Forecasting changes in the supply chain is typically done through two broad methods: judgmental forecasts and quantitative analysis (per Wheelwright and Winslow).  Judgmental forecasts are based on the opinions and intuition of managers and experts, and are generally developed to account for different cognitive biases. Quantitative analysis uses different techniques (such as time-lapse forecasting) to evaluate past data and predict the near-term future. Both of these methods are reliant on using past performance—whatever trends that have already happened in the supply chain—to determine the future by creating approximations of what is most likely to happen in the next day, week, month or year. Everything that deviates from this projection at any point, or the linear trend over a period of time, is considered an aberration that doesn’t account for what’s most likely to happen. 

While this thinking is rational and very useful in decision-making, disregarding or minimizing the importance of occurrences least likely to happen can be dangerous, due to 1.) the assumptions businesses make about the future based on past performance and 2.) how the faith put into the “hard” numbers produced by quantitative analysis can lead to cognitive biases (optimism, groupthink) at the managerial/ decision-making level.  
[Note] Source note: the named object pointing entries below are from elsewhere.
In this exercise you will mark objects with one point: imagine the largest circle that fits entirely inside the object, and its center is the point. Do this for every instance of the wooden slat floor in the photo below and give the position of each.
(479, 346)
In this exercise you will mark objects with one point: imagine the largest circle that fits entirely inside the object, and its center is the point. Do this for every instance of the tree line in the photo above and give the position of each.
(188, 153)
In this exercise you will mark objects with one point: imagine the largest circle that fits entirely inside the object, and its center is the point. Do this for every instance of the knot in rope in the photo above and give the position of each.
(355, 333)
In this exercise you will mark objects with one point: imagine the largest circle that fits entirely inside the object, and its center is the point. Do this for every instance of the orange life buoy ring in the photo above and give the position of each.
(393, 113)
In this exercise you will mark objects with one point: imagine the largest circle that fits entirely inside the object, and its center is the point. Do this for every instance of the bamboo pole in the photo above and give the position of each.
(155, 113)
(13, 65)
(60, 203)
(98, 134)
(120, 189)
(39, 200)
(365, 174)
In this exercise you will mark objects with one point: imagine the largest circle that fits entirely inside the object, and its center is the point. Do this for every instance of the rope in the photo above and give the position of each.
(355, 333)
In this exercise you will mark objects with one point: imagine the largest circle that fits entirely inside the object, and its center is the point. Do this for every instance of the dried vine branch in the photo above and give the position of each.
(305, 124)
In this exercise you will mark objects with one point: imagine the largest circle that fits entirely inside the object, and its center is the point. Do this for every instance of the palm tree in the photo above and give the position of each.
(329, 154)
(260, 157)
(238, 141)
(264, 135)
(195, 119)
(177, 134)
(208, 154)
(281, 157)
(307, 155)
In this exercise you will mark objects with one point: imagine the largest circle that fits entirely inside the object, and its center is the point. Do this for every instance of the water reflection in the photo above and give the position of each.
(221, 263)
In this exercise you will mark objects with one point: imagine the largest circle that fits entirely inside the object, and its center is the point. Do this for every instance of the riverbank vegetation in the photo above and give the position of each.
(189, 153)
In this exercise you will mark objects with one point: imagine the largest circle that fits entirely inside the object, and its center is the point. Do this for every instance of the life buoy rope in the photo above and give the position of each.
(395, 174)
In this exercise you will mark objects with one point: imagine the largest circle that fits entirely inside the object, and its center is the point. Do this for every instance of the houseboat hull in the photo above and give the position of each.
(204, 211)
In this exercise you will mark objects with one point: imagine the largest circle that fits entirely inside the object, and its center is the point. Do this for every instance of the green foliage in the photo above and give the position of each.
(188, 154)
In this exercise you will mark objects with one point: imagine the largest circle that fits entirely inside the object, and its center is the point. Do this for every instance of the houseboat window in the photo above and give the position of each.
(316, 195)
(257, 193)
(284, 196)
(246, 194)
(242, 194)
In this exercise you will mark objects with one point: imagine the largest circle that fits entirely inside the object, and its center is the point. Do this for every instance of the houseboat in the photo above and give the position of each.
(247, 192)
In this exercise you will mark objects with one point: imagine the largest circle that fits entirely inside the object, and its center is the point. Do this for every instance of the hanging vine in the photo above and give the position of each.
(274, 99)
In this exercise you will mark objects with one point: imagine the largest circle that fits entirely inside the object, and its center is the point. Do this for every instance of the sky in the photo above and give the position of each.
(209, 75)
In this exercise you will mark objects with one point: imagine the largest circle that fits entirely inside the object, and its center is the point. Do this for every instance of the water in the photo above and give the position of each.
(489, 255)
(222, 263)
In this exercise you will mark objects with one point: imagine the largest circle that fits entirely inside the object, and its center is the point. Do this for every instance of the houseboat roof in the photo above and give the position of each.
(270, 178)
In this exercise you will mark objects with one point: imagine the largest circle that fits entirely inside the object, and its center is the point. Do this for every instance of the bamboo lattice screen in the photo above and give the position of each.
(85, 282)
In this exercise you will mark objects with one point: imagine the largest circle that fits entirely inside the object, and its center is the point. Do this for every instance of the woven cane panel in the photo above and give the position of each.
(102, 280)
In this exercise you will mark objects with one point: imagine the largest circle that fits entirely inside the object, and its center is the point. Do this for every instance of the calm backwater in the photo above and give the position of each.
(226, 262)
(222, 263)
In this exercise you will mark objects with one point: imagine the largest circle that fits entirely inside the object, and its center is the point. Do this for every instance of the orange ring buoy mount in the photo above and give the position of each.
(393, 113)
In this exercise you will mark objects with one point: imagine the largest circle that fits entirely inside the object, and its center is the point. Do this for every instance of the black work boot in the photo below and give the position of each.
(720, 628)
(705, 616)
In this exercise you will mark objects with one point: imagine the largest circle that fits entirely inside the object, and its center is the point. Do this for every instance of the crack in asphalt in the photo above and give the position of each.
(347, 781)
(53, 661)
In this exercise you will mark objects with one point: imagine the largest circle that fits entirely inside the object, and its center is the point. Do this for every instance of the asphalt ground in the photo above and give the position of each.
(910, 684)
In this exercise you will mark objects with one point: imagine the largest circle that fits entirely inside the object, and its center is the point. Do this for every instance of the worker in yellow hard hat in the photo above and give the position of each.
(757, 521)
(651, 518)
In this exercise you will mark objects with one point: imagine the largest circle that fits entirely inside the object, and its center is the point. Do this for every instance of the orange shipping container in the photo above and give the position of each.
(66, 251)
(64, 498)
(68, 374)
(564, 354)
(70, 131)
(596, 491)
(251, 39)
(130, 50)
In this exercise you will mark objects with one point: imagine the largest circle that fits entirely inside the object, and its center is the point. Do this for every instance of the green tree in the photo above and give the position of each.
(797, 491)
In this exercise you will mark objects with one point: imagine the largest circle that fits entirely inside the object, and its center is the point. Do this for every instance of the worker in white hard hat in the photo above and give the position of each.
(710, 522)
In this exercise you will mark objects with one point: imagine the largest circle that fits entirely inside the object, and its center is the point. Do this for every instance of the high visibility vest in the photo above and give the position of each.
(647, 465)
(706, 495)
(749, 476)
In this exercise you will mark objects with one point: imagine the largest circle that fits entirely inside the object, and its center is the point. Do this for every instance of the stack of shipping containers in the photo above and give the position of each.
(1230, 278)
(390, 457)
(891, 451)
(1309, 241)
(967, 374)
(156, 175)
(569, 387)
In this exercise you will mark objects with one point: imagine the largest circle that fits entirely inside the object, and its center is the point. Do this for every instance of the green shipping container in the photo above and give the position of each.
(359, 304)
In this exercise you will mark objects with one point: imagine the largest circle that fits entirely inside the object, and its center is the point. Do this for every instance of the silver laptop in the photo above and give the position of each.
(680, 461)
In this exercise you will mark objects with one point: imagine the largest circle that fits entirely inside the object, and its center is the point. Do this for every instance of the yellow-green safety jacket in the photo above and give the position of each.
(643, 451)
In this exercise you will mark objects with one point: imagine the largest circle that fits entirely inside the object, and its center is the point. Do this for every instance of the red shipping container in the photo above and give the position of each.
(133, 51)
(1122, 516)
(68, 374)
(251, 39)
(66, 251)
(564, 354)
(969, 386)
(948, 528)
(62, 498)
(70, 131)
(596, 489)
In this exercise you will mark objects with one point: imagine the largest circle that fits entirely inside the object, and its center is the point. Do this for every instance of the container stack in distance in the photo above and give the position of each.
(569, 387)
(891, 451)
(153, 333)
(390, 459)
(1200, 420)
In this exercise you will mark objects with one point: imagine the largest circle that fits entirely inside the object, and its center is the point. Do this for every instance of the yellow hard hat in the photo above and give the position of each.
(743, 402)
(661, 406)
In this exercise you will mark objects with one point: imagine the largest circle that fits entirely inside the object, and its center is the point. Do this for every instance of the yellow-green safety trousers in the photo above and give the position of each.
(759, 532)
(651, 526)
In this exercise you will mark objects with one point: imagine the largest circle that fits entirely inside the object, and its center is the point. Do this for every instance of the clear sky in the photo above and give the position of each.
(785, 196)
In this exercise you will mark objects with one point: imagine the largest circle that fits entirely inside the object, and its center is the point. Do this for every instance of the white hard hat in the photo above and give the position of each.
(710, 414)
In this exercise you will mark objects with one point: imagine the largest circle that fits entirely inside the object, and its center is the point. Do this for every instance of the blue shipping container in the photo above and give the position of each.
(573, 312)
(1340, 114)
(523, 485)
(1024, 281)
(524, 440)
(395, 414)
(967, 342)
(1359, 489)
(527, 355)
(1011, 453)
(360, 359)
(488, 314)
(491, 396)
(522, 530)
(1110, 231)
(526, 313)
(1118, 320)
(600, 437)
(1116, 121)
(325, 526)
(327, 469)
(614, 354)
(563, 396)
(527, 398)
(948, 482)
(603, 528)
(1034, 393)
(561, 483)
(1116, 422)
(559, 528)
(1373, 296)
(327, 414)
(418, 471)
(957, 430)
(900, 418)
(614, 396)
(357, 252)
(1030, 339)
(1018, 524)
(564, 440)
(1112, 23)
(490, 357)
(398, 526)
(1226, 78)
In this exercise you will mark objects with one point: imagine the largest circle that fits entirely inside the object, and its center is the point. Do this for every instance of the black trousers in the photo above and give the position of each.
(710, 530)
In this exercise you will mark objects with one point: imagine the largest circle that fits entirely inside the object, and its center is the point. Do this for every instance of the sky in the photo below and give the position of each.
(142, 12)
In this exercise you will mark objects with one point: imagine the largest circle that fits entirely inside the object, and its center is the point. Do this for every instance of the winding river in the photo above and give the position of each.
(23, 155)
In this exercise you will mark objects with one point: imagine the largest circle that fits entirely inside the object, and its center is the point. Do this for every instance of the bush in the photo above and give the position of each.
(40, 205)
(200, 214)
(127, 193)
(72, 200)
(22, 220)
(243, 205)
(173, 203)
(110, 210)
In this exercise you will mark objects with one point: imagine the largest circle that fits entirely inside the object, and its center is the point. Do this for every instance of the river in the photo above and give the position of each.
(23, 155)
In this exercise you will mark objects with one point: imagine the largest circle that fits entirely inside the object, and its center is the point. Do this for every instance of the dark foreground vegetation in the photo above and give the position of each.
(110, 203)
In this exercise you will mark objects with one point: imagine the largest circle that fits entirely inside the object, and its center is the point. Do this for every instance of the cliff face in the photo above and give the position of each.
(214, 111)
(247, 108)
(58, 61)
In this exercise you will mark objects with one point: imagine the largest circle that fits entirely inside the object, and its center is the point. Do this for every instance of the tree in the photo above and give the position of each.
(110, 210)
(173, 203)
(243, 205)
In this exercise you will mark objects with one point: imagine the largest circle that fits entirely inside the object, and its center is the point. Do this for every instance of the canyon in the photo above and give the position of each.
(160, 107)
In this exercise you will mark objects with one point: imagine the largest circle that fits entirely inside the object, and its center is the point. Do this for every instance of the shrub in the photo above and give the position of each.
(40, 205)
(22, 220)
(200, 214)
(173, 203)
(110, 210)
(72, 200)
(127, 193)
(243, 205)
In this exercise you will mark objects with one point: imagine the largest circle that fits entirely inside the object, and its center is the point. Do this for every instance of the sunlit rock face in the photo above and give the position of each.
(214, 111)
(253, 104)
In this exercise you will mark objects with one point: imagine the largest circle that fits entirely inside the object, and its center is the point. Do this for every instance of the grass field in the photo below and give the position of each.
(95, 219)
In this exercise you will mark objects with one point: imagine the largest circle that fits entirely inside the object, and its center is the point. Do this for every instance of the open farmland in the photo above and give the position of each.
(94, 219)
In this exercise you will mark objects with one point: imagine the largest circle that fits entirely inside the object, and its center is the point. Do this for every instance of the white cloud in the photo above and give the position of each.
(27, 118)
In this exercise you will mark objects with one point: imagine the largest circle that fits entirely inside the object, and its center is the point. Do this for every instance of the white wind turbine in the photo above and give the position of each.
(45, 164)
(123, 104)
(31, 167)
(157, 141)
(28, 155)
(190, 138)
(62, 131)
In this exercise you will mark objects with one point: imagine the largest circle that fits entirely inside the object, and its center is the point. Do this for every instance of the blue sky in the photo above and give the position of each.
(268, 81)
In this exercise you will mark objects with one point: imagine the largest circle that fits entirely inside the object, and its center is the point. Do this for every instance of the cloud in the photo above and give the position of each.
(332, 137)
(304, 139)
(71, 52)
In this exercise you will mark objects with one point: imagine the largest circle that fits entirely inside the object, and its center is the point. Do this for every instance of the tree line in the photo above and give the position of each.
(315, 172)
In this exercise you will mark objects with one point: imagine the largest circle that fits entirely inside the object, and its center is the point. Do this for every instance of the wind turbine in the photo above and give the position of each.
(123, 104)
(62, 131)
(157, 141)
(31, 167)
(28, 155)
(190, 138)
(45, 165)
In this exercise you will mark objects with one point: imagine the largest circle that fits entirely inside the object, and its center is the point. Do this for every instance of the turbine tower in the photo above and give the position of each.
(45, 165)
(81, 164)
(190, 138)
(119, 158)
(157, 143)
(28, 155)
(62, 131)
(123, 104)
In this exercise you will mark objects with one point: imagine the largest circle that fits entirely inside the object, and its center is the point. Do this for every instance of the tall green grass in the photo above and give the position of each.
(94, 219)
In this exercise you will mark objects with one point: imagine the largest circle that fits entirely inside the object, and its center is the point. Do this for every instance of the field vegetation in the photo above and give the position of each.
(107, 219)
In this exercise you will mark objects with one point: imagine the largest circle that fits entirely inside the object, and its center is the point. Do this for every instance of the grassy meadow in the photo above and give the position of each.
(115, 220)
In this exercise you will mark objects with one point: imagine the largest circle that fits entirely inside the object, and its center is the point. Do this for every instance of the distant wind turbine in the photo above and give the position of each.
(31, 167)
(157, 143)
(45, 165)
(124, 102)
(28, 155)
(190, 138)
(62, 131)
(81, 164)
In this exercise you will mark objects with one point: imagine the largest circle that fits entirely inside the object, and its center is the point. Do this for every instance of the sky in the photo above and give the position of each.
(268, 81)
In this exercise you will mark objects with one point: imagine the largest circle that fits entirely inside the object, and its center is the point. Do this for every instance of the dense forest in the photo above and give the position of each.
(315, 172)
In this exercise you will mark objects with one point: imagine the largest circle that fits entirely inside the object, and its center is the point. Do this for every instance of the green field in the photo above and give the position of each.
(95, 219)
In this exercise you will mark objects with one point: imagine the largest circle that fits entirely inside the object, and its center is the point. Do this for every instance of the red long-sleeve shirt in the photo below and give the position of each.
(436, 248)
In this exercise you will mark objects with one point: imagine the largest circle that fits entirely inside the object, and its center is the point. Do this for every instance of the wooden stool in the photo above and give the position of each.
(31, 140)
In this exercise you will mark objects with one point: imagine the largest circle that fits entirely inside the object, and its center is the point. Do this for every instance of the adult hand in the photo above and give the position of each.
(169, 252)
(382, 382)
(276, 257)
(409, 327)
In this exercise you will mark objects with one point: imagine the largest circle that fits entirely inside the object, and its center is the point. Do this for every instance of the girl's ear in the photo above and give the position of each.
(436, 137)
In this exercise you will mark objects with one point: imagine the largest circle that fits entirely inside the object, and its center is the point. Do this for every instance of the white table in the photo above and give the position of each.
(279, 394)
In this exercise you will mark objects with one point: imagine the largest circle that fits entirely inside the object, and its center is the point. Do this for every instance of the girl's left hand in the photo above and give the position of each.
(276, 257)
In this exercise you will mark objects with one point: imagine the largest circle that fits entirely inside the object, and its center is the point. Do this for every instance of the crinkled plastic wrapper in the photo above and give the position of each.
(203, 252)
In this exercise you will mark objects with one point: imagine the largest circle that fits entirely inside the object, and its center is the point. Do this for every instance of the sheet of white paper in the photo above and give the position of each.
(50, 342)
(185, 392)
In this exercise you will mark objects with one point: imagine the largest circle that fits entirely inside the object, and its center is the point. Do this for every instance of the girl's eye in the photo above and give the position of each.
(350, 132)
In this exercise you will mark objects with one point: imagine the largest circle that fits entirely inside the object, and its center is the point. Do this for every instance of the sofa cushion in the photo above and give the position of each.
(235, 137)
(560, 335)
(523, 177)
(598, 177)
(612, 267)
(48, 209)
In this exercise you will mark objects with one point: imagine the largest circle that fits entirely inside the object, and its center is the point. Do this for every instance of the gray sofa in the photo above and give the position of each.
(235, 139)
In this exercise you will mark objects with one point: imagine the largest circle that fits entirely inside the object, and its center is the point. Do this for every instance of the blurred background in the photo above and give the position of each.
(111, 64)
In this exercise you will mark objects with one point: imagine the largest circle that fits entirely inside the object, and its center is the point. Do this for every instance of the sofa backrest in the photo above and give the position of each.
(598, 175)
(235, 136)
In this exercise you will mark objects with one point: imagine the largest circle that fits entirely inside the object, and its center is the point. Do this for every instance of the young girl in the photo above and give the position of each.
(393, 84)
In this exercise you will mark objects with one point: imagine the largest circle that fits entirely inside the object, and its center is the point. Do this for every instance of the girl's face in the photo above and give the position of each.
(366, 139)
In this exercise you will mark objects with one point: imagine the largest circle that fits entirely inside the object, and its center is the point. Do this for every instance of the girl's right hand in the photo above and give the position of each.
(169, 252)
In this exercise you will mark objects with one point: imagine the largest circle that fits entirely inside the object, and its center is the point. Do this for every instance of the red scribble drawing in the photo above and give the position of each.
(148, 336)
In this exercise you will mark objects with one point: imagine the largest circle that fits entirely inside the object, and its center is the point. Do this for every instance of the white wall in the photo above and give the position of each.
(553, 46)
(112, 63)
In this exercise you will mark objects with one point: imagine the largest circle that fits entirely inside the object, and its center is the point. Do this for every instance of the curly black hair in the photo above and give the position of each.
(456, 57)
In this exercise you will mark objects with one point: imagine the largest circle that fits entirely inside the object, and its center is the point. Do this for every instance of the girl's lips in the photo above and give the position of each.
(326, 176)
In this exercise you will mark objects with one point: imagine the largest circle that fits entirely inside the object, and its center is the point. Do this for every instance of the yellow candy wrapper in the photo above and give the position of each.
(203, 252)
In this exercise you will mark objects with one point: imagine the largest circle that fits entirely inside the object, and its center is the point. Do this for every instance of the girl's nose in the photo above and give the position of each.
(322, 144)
These two themes contributed to the 2008 financial crisis, as several major banks based their decision-making on  Value at Risk, or VaR, models. VaR models reduced complicated data down to a single number that captured the maximum amount a bank could lose in a given time period with a high level of confidence (99 percent generally). Lenders based their decisions on the VaR number, which was issued to executives on a daily basis. One of the major flaws of VaR was that it didn’t account for risks that were possible, but that had not happened within the timeframe the model was using to create future predictions. For example, housing prices either rose or remained stable (1960s-2000s) in the timeframe used by several banks in determining VaR. So, because of the time-frame used by banks to determine risk, the VaR models weren’t taking into account the expected value of potential losses on that small one percent chance that something would go wrong, namely if housing prices started to decline. Management had so much faith in this type of forecasting and risk-management that they developed cognitive biases of relative optimism and underestimation of uncertainty. 

What does all this have to do with supply chains? Namely that while global supply chains strive to become more and more resilient, the advent of climate change is making it so that current supply chain forecasting based on past performance may not necessarily be a good predictor of what’s to come.  As the level of atmospheric CO2 steadily increases to become unlike anything seen since humans began keeping records the level of uncertainty in predicting changes in climate and extreme weather increases as well.  This uncertainty will have a major effect on supply chains, largely due to the multiplier effect of extreme weather events.  While more and more companies are planning for climate change along their own supply chains, collaboration across industries, sectors, and different stakeholders will become more important as a means of dealing with broad impacts. For example, PepsiCo has expanded supply chain management to include the use of climate risk tools in addition to its efforts to conserve water at the field/local community level, both vital steps to address risk and ensure the sustainability the supply chain.